- La collection "Le Tire-Langue" a pour vocation de proposer à la lecture, des ouvrages de poésie contemporaine en version bilingue. Les titres précédemment parus, sont "Le pays perdu de ma naissance" du poète kosovar de langue albanaise Ali Podrimja, "Août 36 Dernier mois dans le ventre de ma mère" du poète turc Özdemir Ince, "La Ronde des Rêves" de la poétesse italienne Chiara de Luca, "Voix Liminales" de la poétesse Franco-américaine Françoise Canter, "Pour un éloge de l'Impossible" du poète castillan Miguel Casado, "Maine" et "Poèmes à un ami français du poète Robert Nash, "La musique me revient par vagues" de la poétesse américaine Anne Sexton, "Mes Humeurs Vagabondes" ou "La Mine !" du poète allemand Johannes Kühn, " Ma rue s'appelle "Reste Fidèle" et "Poèmes épars dans une chemise en carton vert du poète Robert Nash,
A LA PEIRALHA
Ce sont les quelques traces qu'a laissées la Peiralha, ce penchant de colline, sur la ferme de Francille, à Lacaussade où il est né. Et où l'on ne ramassait, me dit-il, que des pierres et des chardons. Les cruels gafa-l'ase. Qui mordent même les ânes.

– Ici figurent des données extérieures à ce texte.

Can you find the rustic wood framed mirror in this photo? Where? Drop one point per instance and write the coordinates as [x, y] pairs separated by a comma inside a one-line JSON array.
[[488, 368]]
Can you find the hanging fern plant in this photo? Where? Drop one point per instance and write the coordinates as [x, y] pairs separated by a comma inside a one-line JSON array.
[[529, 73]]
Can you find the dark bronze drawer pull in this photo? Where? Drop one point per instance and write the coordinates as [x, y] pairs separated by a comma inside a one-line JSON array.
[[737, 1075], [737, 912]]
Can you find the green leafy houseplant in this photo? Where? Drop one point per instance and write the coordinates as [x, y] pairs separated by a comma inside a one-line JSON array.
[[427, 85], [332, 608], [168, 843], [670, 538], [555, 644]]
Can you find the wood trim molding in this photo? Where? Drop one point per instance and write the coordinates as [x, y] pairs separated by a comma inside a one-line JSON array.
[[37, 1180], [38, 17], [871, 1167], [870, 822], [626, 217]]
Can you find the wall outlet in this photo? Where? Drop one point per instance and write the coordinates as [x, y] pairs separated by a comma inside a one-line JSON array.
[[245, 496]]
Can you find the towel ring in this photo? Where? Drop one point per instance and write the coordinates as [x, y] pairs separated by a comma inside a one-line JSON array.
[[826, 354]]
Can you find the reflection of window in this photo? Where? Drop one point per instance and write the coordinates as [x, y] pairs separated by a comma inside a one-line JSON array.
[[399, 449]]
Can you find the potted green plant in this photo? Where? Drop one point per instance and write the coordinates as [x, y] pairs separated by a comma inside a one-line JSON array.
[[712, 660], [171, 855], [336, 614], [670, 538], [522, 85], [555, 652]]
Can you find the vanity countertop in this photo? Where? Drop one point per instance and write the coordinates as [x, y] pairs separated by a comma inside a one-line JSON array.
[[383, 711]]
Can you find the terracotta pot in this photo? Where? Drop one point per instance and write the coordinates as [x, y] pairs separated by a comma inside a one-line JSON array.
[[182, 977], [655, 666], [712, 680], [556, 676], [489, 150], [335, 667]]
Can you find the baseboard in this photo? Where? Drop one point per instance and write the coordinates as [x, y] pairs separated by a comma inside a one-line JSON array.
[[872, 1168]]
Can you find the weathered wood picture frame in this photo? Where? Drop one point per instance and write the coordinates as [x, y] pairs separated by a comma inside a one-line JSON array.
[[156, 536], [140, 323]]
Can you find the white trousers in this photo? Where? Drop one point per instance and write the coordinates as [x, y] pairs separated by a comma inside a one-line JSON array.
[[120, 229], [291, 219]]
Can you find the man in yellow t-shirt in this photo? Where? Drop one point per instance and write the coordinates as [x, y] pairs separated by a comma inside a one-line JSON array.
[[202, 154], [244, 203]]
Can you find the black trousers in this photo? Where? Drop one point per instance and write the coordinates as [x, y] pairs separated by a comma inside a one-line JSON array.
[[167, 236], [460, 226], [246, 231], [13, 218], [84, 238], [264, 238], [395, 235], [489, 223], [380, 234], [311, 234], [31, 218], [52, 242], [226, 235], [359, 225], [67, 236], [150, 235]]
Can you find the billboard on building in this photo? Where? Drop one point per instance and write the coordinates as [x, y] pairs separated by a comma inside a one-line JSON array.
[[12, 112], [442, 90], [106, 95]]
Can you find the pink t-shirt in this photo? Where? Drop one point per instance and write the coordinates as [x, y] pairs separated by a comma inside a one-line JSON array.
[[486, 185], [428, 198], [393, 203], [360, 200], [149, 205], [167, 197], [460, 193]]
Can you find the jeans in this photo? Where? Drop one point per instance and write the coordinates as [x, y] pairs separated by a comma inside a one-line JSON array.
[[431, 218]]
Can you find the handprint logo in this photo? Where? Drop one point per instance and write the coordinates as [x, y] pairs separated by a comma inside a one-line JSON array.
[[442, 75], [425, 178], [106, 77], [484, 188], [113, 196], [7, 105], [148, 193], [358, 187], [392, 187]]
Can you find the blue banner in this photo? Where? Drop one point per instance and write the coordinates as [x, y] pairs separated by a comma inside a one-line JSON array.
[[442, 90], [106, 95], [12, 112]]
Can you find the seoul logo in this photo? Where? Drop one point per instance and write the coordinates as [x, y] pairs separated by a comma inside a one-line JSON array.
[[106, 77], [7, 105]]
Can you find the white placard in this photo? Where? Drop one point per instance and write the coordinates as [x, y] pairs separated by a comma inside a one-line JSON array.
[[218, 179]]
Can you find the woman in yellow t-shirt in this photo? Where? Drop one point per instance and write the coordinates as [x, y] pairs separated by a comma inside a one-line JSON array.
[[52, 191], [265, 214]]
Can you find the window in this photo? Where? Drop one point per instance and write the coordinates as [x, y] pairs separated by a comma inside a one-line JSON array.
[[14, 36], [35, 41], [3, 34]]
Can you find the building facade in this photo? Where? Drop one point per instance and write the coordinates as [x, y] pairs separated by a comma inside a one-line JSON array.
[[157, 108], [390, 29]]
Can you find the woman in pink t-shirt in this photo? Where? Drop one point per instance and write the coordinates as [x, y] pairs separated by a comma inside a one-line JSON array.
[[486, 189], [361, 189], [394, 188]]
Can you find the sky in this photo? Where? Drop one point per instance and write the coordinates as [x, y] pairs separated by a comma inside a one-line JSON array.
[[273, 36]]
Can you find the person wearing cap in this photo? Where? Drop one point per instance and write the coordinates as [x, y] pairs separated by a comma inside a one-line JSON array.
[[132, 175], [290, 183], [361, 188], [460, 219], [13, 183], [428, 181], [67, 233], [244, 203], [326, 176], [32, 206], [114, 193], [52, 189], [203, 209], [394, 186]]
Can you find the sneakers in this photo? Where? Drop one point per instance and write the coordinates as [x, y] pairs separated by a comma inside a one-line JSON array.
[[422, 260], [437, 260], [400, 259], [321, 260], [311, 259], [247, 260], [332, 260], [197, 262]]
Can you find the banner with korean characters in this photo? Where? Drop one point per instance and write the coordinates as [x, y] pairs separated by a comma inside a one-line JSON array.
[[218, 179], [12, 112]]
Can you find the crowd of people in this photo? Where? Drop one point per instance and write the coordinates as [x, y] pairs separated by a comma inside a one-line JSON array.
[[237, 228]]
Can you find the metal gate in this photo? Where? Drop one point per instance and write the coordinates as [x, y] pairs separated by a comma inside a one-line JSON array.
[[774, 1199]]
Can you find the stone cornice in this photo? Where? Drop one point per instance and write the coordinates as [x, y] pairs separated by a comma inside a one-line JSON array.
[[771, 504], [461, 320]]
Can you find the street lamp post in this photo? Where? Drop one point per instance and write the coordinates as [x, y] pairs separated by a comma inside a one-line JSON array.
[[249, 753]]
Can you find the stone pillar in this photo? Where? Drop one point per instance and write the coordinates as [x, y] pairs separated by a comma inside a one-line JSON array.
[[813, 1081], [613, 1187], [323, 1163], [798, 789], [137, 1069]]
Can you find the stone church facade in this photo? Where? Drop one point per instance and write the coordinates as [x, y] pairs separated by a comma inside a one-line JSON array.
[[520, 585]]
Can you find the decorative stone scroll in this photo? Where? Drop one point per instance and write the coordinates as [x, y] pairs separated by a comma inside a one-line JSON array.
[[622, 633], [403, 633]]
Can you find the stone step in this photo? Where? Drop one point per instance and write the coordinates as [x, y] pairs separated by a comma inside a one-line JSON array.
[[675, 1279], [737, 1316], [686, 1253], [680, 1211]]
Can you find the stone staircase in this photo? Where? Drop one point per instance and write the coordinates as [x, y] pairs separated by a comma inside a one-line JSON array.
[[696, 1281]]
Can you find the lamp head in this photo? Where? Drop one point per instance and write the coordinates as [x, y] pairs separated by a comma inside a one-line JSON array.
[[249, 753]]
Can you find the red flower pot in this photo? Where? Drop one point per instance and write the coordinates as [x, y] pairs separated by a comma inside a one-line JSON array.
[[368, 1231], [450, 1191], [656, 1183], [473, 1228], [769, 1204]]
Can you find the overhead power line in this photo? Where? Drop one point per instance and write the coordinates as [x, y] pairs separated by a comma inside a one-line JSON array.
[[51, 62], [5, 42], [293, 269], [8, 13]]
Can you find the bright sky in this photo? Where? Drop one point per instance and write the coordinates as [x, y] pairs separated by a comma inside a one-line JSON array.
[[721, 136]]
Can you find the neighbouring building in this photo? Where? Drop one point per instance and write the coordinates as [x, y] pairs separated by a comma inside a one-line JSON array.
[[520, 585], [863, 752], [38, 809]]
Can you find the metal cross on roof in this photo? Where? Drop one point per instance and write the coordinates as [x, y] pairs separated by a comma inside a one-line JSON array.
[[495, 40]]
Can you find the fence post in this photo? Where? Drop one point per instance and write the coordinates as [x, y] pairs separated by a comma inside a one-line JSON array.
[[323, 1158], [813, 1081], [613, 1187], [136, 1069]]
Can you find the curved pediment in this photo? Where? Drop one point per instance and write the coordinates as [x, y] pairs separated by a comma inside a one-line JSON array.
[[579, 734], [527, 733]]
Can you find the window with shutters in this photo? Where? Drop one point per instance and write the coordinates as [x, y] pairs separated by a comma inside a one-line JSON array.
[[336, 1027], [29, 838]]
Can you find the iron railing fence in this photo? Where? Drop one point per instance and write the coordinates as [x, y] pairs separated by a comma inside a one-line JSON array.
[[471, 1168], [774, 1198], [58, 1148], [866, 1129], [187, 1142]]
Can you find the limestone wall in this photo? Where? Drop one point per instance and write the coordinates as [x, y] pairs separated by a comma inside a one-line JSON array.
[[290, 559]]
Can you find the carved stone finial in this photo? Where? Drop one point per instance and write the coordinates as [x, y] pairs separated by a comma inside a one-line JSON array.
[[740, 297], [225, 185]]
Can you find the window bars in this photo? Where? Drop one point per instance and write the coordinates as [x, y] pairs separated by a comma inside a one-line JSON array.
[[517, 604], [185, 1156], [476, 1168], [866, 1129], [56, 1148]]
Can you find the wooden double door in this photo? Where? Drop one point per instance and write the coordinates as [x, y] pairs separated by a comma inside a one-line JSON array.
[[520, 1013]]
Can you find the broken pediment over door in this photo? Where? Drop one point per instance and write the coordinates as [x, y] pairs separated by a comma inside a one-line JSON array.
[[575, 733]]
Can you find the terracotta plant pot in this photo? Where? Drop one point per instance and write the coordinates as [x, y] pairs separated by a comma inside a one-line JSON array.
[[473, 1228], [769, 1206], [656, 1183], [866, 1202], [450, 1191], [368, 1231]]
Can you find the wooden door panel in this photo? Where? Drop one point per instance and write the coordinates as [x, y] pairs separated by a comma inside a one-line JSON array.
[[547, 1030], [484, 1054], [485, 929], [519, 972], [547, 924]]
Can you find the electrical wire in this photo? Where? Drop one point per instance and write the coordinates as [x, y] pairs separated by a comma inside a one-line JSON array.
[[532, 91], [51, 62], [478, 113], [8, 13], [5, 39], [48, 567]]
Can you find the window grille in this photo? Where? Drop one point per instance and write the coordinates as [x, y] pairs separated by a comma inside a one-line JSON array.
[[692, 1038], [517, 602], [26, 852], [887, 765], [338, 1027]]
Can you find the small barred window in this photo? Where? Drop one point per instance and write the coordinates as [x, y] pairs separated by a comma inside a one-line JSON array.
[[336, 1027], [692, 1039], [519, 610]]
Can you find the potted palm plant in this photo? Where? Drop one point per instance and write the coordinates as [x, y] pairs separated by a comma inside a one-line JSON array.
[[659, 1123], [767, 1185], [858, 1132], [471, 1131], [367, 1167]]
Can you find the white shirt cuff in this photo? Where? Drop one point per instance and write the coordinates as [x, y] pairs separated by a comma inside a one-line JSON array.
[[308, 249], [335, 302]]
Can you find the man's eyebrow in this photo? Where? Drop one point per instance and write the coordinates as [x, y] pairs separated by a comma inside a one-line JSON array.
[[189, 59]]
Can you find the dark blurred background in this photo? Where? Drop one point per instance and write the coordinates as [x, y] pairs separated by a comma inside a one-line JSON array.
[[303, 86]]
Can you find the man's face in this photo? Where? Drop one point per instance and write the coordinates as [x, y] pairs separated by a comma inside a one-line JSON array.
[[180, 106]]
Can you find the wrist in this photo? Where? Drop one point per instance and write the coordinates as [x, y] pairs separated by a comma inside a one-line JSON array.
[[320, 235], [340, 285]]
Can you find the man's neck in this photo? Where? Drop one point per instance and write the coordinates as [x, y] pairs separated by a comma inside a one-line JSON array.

Joan-Pèire Tardiu y revient aujourd'hui avec ce livre qui a pour titre A LA PEIRALHA Parmi les pierres (Collection « Le Tire-langue », Revue À L'INDEX). Il y revient toujours :
Tornavi totjorn a la peiralha
als gafa-l'ase
de genolhons
dins la manca
lo revolum desnusat
de l'espandi
un pas
cap a la
boiga
Je revenais toujours aux pierres
et aux chardons
à genoux
dans le manque
le tourbillon nu
de l'espace
un pas
jusqu' aux
friches
Je l'accompagne depuis trois livres -depuis bien avant- pels camins : par les chemins. Ses chemins titubants et « parmi les pierres ». Les pierres broyées. Qui sont tout ce qui reste de « la chaussée » -de la voie romaine?-, elle traversait son village natal. Elle lui donna son nom. Elle l'a laissé. Comme trace. Comme ciel. Un ciel de gravier. C'est là que nous avons la chance de le rencontrer, quand los mots endevenon la nusor de las pèiras, « quand les mots deviennent aussi nus que les pierres ». Quelqu'un va et c'est le coeur qui chemine. Le coeur aveugle :
Qu'es aquela nusor pus nusa que lo sang
dins lo jorn rascle
de l'ivern
la meteissa peiralha
pels uèlhs
que la veson pas mai
la pèl sens la pèl
coma la resplandor gandida
de ço que tòrna pus
quelle est cette nudité plus nue que le sang
dans le jour glabre
de l'hiver
le même désert
au fond des yeux
qui ne le voient plus
la peau sans la peau
comme la splendeur bannie
de ce qui ne revient pas
Le coeur chemine. Il avance vers l'origine. Suivant « la draille où souffle ce vent d'avant »:
un fuòc darrièr lo cèl
escampilhat
dels bòsques
desrègui l'èdra
engulhi
la dralha ont bufa
aquel vent
d'abans
dinc'a las raices
de las pèiras
e camini amb lo temps
cap a la vaca que sauta
de contunh
al dessús
dels cavalons
(tornar a Lascauç)
un feu derrière le ciel
éparpillé
des bois
j'arrache le lierre
j'emprunte
le chemin où souffle
le vent
de l'origine
à même les racines
des pierres
et j'avance avec le temps
vers la vache qui saute
sans fin
au-dessus
des petits poneys
(revenir à Lascaux)
Un jour il sera aveugle. Exsops bissiet, comme on dit dans le vieux-celtique continental. Dans le Plomb de Chamalières. Exsops : littéralement « privé d'oeil ». Aboculus en latin de Gaule : aveugle. Eissorbat en occitan, lo còr eissorbat : « le c?ur aveugle ». Il sera aveugle. Il verra. C'est pourquoi il chemine. Nous marchons. Nous avançons. Nous creusons le ciel. Ce ciel de gravier. Dinc'a l'abséncia : « jusqu'à l'absence ».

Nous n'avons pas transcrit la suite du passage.